Xilinx/XRT

memcpy taking much longer time when copying from xrt:bo to host

Opened this issue · 0 comments

I am trying to copy the contents of my HLS kernel back to host, but this is taking much longer than expected. I have done the profiling and for xrt:bo to host it takes around 15ms while it takes 2.2 ms to copy memory from host to host.
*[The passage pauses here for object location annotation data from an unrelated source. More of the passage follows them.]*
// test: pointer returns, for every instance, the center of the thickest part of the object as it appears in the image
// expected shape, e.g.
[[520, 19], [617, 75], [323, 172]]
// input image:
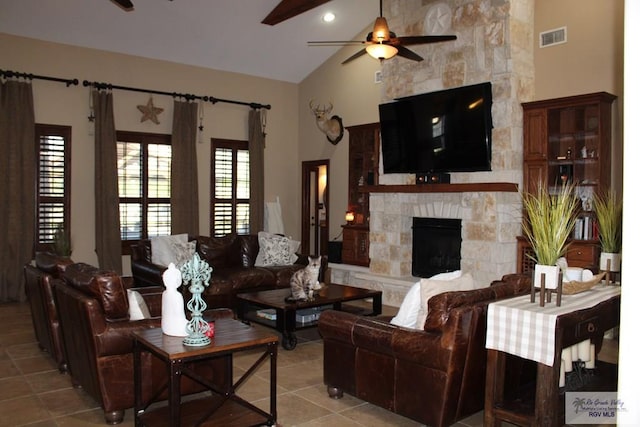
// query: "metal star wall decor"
[[150, 112]]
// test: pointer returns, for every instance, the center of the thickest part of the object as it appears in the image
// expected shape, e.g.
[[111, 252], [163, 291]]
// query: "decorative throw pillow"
[[162, 251], [138, 308], [408, 313], [431, 287], [275, 250], [183, 252]]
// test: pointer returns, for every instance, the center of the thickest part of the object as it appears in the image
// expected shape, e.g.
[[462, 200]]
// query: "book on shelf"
[[267, 313], [586, 228]]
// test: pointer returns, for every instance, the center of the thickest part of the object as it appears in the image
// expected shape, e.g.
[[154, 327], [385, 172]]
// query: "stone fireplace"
[[495, 43], [490, 220]]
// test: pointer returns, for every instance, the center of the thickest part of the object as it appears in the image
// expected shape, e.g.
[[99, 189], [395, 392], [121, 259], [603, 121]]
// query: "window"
[[144, 185], [229, 187], [53, 172]]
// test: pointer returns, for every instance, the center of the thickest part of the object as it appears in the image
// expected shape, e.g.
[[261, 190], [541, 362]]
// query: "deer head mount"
[[330, 126]]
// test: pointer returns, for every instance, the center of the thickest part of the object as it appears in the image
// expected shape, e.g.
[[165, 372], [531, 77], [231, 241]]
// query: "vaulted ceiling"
[[220, 34]]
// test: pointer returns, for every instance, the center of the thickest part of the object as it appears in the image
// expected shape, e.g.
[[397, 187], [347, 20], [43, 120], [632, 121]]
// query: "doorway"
[[315, 207]]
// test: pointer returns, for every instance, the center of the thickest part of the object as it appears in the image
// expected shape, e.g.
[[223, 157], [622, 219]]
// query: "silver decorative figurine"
[[197, 272]]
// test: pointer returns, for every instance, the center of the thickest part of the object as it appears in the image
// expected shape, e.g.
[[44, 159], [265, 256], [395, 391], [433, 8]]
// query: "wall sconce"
[[349, 216]]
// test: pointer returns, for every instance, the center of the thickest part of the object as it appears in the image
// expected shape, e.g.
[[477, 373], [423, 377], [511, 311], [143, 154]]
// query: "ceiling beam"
[[287, 9]]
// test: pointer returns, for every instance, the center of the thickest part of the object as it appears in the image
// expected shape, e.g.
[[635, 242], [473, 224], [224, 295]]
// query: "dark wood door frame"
[[309, 169]]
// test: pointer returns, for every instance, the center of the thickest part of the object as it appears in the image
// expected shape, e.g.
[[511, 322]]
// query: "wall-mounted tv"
[[443, 131]]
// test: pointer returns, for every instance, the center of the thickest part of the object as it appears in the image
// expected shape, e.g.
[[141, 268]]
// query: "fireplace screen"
[[436, 246]]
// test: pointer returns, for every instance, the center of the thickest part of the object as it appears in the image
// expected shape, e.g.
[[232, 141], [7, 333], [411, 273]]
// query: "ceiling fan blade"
[[335, 42], [409, 40], [409, 54], [358, 54], [289, 8], [126, 5]]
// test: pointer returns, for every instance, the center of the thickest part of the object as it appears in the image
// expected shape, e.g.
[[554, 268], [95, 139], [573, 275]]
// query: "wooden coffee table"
[[287, 315], [220, 407]]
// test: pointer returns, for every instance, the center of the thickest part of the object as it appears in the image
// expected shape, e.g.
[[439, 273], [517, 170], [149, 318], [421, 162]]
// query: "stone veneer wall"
[[495, 43]]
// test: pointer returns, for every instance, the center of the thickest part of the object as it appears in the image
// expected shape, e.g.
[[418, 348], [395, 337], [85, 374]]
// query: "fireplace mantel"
[[443, 188]]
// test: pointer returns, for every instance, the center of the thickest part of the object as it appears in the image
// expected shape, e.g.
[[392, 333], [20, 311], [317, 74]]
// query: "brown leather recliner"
[[96, 329], [39, 288], [435, 376]]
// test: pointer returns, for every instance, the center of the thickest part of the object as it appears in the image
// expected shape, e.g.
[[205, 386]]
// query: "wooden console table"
[[517, 326]]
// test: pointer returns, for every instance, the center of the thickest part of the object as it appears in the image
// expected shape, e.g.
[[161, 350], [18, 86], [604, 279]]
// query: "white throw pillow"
[[183, 252], [138, 308], [275, 250], [431, 287], [162, 248], [410, 307]]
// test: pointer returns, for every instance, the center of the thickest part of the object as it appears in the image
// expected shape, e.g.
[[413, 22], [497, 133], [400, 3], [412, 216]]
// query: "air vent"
[[553, 37]]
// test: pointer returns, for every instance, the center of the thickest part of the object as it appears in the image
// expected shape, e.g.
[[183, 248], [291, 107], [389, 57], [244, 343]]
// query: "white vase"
[[610, 260], [551, 273]]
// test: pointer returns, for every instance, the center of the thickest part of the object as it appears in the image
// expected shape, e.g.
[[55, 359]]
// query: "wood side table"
[[221, 407], [543, 406]]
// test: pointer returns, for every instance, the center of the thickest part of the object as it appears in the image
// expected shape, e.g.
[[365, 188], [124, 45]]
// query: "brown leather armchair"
[[96, 329], [435, 376], [39, 288]]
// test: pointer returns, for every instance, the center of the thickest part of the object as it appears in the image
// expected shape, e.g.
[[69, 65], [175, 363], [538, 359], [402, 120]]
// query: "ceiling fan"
[[382, 43]]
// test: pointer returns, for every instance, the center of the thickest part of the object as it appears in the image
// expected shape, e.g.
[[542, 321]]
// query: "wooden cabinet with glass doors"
[[364, 143], [568, 140]]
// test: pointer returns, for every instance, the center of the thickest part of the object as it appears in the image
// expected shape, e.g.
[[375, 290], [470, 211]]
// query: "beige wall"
[[355, 98], [590, 61], [57, 104]]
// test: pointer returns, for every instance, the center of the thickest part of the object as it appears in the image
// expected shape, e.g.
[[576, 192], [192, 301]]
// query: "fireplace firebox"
[[436, 246]]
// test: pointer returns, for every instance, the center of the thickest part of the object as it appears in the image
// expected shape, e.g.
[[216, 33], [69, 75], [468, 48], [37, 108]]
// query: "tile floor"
[[34, 393]]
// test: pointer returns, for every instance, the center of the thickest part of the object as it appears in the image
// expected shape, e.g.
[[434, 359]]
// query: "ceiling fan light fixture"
[[380, 30], [381, 51]]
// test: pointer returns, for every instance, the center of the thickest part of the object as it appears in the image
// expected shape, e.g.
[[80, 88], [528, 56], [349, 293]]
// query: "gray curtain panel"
[[256, 172], [108, 242], [184, 169], [17, 186]]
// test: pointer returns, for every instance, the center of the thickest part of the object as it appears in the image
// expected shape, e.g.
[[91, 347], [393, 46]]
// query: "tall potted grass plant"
[[608, 209], [549, 222]]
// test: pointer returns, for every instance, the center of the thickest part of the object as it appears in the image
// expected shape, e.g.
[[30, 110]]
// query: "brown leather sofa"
[[39, 288], [233, 260], [435, 376], [96, 331]]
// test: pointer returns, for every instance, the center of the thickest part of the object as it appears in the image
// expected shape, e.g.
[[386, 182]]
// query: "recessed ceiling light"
[[328, 17]]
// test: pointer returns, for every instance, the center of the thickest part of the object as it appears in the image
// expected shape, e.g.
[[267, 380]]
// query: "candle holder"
[[197, 272]]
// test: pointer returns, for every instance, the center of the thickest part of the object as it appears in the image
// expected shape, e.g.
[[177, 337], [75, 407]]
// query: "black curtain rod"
[[11, 74], [187, 96]]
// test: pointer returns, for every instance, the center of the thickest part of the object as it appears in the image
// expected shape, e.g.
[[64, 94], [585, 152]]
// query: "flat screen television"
[[443, 131]]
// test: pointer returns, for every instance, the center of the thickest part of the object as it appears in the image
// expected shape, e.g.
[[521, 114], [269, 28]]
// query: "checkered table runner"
[[520, 327]]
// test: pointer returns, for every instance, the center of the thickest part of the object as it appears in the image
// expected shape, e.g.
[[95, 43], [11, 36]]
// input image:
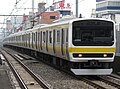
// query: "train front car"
[[92, 46]]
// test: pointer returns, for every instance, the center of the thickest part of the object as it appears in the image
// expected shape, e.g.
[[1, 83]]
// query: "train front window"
[[93, 33]]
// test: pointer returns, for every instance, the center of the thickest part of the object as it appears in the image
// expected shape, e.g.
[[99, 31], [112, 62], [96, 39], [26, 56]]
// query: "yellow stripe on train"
[[92, 50]]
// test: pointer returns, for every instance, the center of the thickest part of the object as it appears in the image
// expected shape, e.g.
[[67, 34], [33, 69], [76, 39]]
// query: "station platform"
[[5, 82]]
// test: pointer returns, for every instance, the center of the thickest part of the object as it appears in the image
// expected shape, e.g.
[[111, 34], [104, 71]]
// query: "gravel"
[[56, 78]]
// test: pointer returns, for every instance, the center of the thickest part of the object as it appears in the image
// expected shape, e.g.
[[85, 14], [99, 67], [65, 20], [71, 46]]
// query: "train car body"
[[85, 46]]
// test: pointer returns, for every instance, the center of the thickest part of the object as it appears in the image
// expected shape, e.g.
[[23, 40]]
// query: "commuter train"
[[85, 46]]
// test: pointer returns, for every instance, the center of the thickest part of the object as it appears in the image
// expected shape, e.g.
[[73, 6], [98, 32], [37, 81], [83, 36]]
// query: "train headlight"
[[79, 55], [104, 55]]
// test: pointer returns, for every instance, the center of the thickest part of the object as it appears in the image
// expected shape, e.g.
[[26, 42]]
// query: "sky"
[[8, 6]]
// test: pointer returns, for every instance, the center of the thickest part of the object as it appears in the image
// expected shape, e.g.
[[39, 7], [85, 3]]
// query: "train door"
[[41, 40], [62, 41], [29, 40], [36, 40], [46, 40], [54, 41], [32, 40]]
Below is the code snippet

    void* mem_a;
    void* mem_b;

    posix_memalign(&mem_a,4096, image_out_size_bytes);
    posix_memalign(&mem_b,4096, image_out_size_bytes);


    auto a_bo = xrt::bo(device, image_out_size_bytes, stereo_accel.group_id(0));
    auto b_bo = xrt::bo(device, image_out_size_bytes, stereo_accel.group_id(1));

    auto a_bo_map = a_bo.map();
    auto b_bo_map = b_bo.map();

    b_bo.sync(XCL_BO_SYNC_BO_FROM_DEVICE);
    memcpy(mem_a, b_bo_map, image_out_size_bytes);     // -----> Takes around 15 ms
    
    memcpy(a_bo_map, b_bo_map, image_out_size_bytes);  //----> Takes around 15 ms
    a_bo.sync(XCL_BO_SYNC_BO_TO_DEVICE);
    
    memcpy(mem_a, mem_b, image_out_size_bytes);        //-------> Takes around 2.2 ms

    clock_gettime(CLOCK_REALTIME, &end_hw);

Please let me know why is this behavior and how can I optimize it?